The highly controversial Woodwards project |
The Pantages Theatre, being demolished for Condos |
Twice a week I get the opportunity to travel by transit from the Downtown Eastside (DTES) to the main campus of the University of British Columbia. It is an interesting journey, from one extraordinary neighbourhood to another, while traversing the ordinary. While I do believe Vancouver to be an amazing and unique city, it is mostly full of so-called ‘ordinary’ people living ordinary lives, living in ordinary neighbourhoods (where every single house costs over a million dollars!).
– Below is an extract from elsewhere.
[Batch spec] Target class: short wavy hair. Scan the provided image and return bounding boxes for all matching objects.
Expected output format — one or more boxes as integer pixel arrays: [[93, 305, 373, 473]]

There are however, a few neighbourhoods which are not-so-ordinary. The DTES is one of them. UBC would be another. At UBC, this extraodinariness is fully embraced and promoted - across the globe! In the DTES, the flavor of the extraordinariness is not so loudly heralded. Both neighbourhoods are seeing considerable amounts of money being spent on renewal with various constructions sites visible throughout the community. At UBC this is driven by the need to maintain this extraordinary flavor, to ensure their place on the world stage as a place of innovation and discovery, as a place where culture is defined, discovered and disseminated. In the DTES these expenditures seem to many to be driven by the need to transform, comodify, and suppress this flavor. It seems to be a little known facet of the eastside that what makes it such a great community is that is has an authentic (or real) culture all it’s own (which is why it is so easy to sell condos down here, plus the ‘undesirables’ keep property values a little more reasonable). It’s not just the down-and-out junkie that finds the DTES a comfortable place to live.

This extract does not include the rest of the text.